Ma vie actuelle : quelle couleur de chaussettes ?
vendredi 2 juillet 2010 à 23 h 42 - Qui suis-je ? - Lien permanent
Demain, ma cousine se marie et m’a voulu comme témoin. Me voilà embarqué dans un voyage samedi matin en direction de la région de Nîmes, en pleine vague de départs en vacances… Joie et félicité d’un route encombrée sous une chaleur caniculaire certaine même en partant de Lyon vers 8 h. M’enfin, comme disait Gaston Lagaffe.
Je n’aime plus les mariages, ces réunions de couples où je n’ai aucune place. Quelques soirées m’ont marquées : le mariage de mes amis auvergnates, Eric et Françoise et le mariage d’un autre couple d’ami, dans un golfe de la région de Montélimar. J’oublie tous les autres auxquels je ne me suis rendu que par stricte obligation et où l’ennui l’a disputé à l’aversion. Que dire de celui de mon frère aîné où je ne jouai aucun rôle ? Rien, cela vaut mieux.
En attendant, un grave dilemme me tourmente : quelle cravate arborer demain ? Violette ? Rouge ? Orange ? Rose ? Chacune d’elle serait portée avec les chaussettes assorties, comme de bien entendu. Un sondage rapide auprès de proches fait pencher la balance vers le violet et le rouge… Archevêque ou cardinal ?

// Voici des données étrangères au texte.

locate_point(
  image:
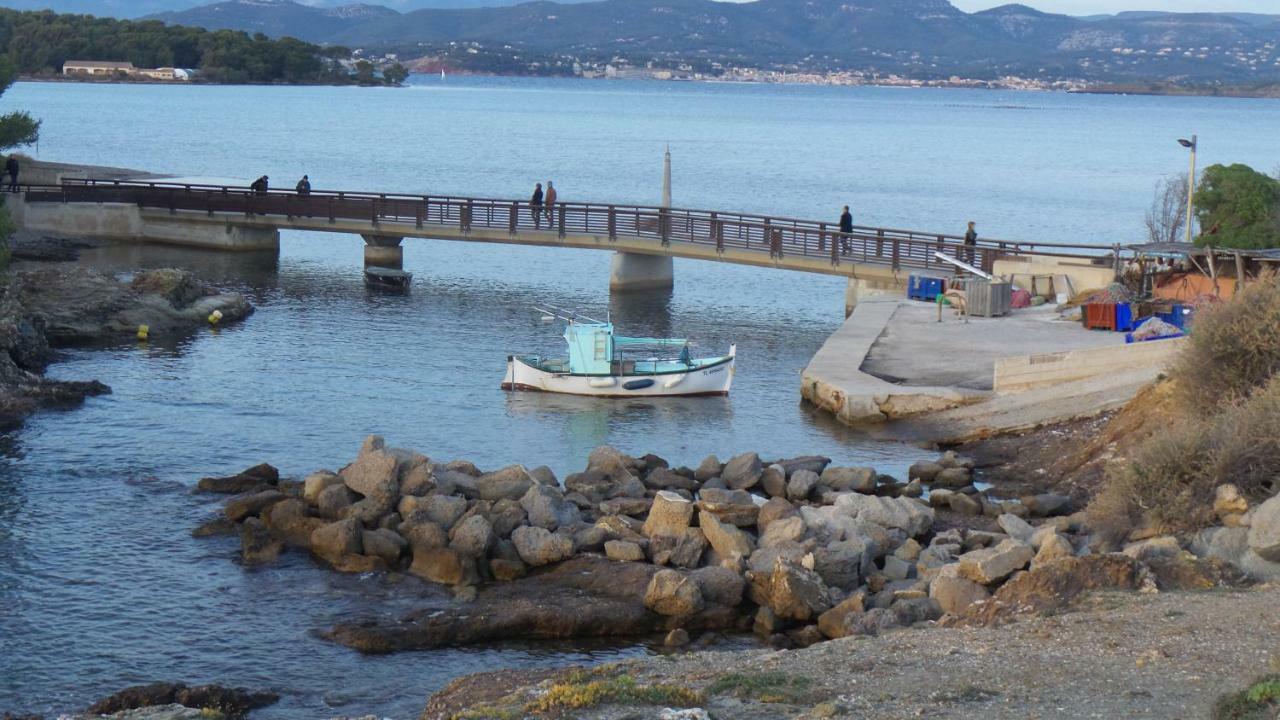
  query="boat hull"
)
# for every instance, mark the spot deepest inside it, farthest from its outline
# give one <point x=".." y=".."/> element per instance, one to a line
<point x="711" y="379"/>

Il ne faudrait pas que l’on loupe sur les photos, moi le seul célibataire de la famille depuis deux lustres…La question va bien arriver à un moment ou un autre. Maudit mariage. Je n’ai aucune envie de participer à cette obligation familiale.
Une photo à mon retour 

Commentaires
Tu sais qu’en France, on a le droit de dire NON ? Encore…
Tu t’obliges à de l’écriture pour un enterrement, fusse-t-il celui de ton grand-père.
Tu t’obliges un mariage, en es-tu le témoin.
Et puis, tu t’en plains, ou presque.
Enfin, mon garçon !
Un jour faudra-t-il peut-être que tu décides pour TOI et non plus pour les conventions extérieures. Et alors, peut-être, je dis bien peut-être, deviendras-tu TOI, ce TOI que d’autres enfin recommenceront à aimer pour ce LUI qu’ils verront, authentique et loin des obligations d’apparat.
Et je te le dis comme je le pense.
Oui, Olivier, je le sais. Je m’oblige à faire quelque chose pour les autres. Pour la famille, par obligation, un poids que je ne parviens pas à ôter de mes épaules. Je joue un jeu, je joue le rôle que l’on attend de moi parce que je sais que je leur fais plaisir. C’est le plus important et la seule motivation. Parce que c’est eux, parce que c’est moi…
Certes, mais on peut faire plaisir en se faisant plaisir à soi-même. Charité bien ordonnée…
En tous cas, à te lire, on le sent pas bien ton plaisir.
Ouf! Je ne suis pas la seule! Je serai de corvée le 28 Août! Je sens d’ici qu’il fera une chaleur à mourir. j’en ai des palpitations à l’avance.